Given the Coulomb barrier for hydrogen-burning is three times lower than for lithium-burning, why does lithium burn at much lower temperatures?
 A: The lithium-burning fusion reaction rate becomes significant once thermal energies are sufficient for tunneling through the Coulomb barrier between lithium nuclei and protons to form stable helium nuclei.
The first step in the hydrogen-burning (pp) chain features a lower Coulomb barrier between two protons and indeed "di-protons" are formed at lower temperatures than the threshold for lithium-burning.

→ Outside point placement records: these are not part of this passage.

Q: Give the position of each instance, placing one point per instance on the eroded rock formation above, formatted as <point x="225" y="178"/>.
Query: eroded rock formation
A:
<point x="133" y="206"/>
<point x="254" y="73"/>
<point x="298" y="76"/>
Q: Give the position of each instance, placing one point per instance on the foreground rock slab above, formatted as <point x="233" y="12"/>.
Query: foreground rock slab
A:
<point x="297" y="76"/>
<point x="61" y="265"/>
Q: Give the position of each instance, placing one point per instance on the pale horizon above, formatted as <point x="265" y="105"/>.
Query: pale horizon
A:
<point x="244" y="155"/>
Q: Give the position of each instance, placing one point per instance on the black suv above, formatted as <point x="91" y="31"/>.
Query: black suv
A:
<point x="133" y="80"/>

However, the di-proton is unstable, and to produce helium one of the protons must change into a neutron via a very slow weak force interaction before the di-proton decays. This is unlikely, and to have a big enough population of di-protons transforming into deuterons via this weak force interaction requires a much higher temperature (by an order of magnitude) than just the threshold temperature for proton fusion.
In fact a more relevant comparison is the temperature thresholds for lithium-burning versus deuterium-burning. The latter takes place at $\sim 10^6$ K, a factor of three lower than for lithium-burning and exactly what one would expect given the three-times smaller Coulomb barrier.